Burma’s long march to democracy

Nothing perhaps could be more embarrassing for a nation’s leader than to represent his country in a forum abroad just after his administration has been decisively defeated in an election at home. An electoral repudiation is an eloquent way of telling the world that a president has lost the right to speak for his people.

But for Burmese President Thein Sein, a former army general who attended the leaders’ summit of the Association of Southeast Asian Nations (Asean) in Cambodia on Wednesday, his party’s defeat in Burma’s (Myanmar’s) parliamentary by-election last Sunday will be a source of personal pride rather than of shame. To appreciate this irony is to understand what it means for the politics of a country like Burma to be graced by the participation of Asia’s most credible opposition leader, Aung San Suu Kyi.

Suu Kyi, who vied for one of the 45 parliamentary seats rendered vacant by the appointment of some of the military regime’s leaders to key posts in government, has won 92 percent of the votes in her rural constituency.  Forty other members of her party, the National League for Democracy (NLD), have taken most of the remaining seats. The fragile-looking pro-democracy icon and Nobel Peace Prize laureate, who was in detention for about 15 years, could have chosen not to participate in this election. She had every reason to ignore it.

At stake in this election were seats that make up no more than 7 percent of the total membership of parliament, where at least 25 percent of the seats are reserved for non-elected officials of the military. The Union Solidarity and Development Party, a proxy for the Burmese junta, remains firmly in control of government. The NLD’s victory does not in any way represent a sharing of power. By all accounts, this was no more than a “demonstration election” that the regime needed to lose (though probably not as badly as it has) in order to burnish its credentials as a government in transition to democracy.

Yet, to put it this way is to be cynically dismissive of the complex challenges that the situation in Burma today presents. It was Thein Sein who virtually begged Suu Kyi, the woman the junta jailed for many years, to join the election. That she responded positively testifies to her extraordinary patience and love of country. “I think there’s a need,” she recently told a public gathering, “for the participation of the military for the stability of the transformation period of our country. If the military and the people do unite together for the sake of our country, we can attain the development of our country in a very short time.” This political realism may not be entirely groundless. Suu Kyi sees the military—an institution her late father, the Burmese independence leader Aung San, once headed—as a partner in the nation’s development.

Despite the opposition’s landslide victory and the orderly conduct of the election, however, public skepticism persists. Asean may be inclined after this election to reward the regime by recommending that existing sanctions against the regime be lifted. But the Burmese public want to see if the transition is for real; for them, the litmus test of the regime’s true intentions will be the 2015 general elections.

For the last 50 years, the military has held sway over this impoverished nation, deploying its dictatorial powers to extract the natural wealth of the country—its timber and vast reserves of natural gas—while keeping at bay the ethnic and political forces that have historically opposed the military junta.

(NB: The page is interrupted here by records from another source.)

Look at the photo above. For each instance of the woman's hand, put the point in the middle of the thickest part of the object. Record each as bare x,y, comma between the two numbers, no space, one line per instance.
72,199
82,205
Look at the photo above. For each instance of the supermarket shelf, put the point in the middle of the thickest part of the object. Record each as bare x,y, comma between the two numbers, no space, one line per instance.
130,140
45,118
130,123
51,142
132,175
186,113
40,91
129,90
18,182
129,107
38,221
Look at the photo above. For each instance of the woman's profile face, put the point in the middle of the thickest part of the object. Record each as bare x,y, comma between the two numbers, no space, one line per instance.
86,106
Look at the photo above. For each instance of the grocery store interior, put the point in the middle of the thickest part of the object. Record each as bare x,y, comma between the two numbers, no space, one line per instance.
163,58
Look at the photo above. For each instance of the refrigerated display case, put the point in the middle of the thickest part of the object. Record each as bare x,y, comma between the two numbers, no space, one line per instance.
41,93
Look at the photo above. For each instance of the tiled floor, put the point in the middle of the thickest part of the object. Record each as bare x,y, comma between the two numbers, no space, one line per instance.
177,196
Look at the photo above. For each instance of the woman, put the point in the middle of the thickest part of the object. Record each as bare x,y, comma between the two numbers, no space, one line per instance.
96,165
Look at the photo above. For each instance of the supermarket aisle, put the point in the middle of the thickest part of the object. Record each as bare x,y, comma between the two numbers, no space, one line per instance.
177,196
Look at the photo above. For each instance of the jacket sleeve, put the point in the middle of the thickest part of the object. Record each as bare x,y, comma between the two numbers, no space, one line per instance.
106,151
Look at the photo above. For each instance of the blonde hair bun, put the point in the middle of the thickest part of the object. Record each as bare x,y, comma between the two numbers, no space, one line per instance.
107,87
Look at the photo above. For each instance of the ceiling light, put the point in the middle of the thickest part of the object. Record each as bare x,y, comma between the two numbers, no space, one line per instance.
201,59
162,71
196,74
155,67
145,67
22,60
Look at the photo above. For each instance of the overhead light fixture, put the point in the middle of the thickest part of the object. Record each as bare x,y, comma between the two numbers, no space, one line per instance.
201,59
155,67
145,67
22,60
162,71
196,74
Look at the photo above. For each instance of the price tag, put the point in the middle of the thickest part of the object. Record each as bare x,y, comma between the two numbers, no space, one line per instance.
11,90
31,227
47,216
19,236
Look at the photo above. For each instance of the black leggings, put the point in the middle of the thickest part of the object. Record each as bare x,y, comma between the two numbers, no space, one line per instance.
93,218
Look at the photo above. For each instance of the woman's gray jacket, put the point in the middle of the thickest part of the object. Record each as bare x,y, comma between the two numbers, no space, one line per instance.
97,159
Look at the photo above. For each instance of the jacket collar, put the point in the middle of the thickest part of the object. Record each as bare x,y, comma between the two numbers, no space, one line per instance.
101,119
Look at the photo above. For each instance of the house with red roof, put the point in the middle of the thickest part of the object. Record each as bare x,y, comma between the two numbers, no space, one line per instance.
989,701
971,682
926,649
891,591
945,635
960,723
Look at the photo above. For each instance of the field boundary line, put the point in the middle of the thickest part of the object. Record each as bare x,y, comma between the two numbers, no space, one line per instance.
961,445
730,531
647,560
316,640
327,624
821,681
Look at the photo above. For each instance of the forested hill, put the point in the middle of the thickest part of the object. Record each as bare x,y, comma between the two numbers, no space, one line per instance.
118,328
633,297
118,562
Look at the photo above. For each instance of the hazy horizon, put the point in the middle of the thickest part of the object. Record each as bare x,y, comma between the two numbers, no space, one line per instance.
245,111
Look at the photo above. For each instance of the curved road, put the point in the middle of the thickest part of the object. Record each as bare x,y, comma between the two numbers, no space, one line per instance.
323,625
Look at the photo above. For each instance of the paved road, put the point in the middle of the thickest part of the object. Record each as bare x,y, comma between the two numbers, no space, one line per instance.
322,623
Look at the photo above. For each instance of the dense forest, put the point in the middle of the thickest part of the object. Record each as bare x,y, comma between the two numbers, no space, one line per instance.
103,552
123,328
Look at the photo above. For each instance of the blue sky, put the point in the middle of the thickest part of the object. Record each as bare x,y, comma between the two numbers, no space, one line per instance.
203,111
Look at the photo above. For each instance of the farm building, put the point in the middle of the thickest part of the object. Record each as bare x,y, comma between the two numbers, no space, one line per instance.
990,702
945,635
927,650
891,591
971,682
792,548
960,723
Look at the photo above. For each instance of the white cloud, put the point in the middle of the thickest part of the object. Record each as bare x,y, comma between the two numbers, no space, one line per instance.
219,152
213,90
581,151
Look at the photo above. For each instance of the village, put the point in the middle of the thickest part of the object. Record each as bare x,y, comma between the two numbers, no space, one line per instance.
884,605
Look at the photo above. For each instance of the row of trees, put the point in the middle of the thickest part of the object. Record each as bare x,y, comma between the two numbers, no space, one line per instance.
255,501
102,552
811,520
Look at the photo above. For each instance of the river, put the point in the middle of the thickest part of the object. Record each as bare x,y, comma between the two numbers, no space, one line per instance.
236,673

In 1990, two years after the outrageous massacre of thousands of unarmed demonstrators, Burma held parliamentary elections calculated to draw the opposition into a terrain the junta thought it could control. The NLD called the generals’ bluff and swept the elections. Without being a candidate herself, Suu Kyi for the first time showed the military that if elections were held freely, the junta might not stay one day longer in power.

Unable to accept the 1990 election results, the junta turned around and invalidated the vote. Most of the leading figures of the opposition NLD, who should have been sitting in parliament, found themselves in jail instead.  Asean stood in horror as Burma’s generals, already known for their excessive brutality and corruption, continued to rule without accountability. But, while the United States, Britain, and the European Union took resolute steps to isolate the regime by imposing economic sanctions, Asean refused to go beyond its policy of “constructive engagement.”

Through all this, the detained Suu Kyi maintained a serene presence that was as powerful as it was non-violent. Several times, the junta urged her to leave the country and live in exile with her husband and two sons. But she chose to remain with her people, refusing to leave even after the death of her British husband out of fear that she won’t be allowed to return.  Separated from her family, she remained a thorn on the side of the Burmese military. Apart from South Africa’s Nelson Mandela, no other leader in the developing world commanded such a compelling moral power.

The more the junta tried to marginalize her, the bigger she grew in the eyes of the world.  It would have been easier for the generals to justify their iron grip if Suu Kyi had led an underground armed movement against the government. But this was not the path she chose.  She didn’t want to see her country destroyed by civil war, no matter how justified it might have been. She was confident that military rule would sooner or later come to an end, because, in the modern world, this type of government is no longer sustainable. Her optimism is being proven right.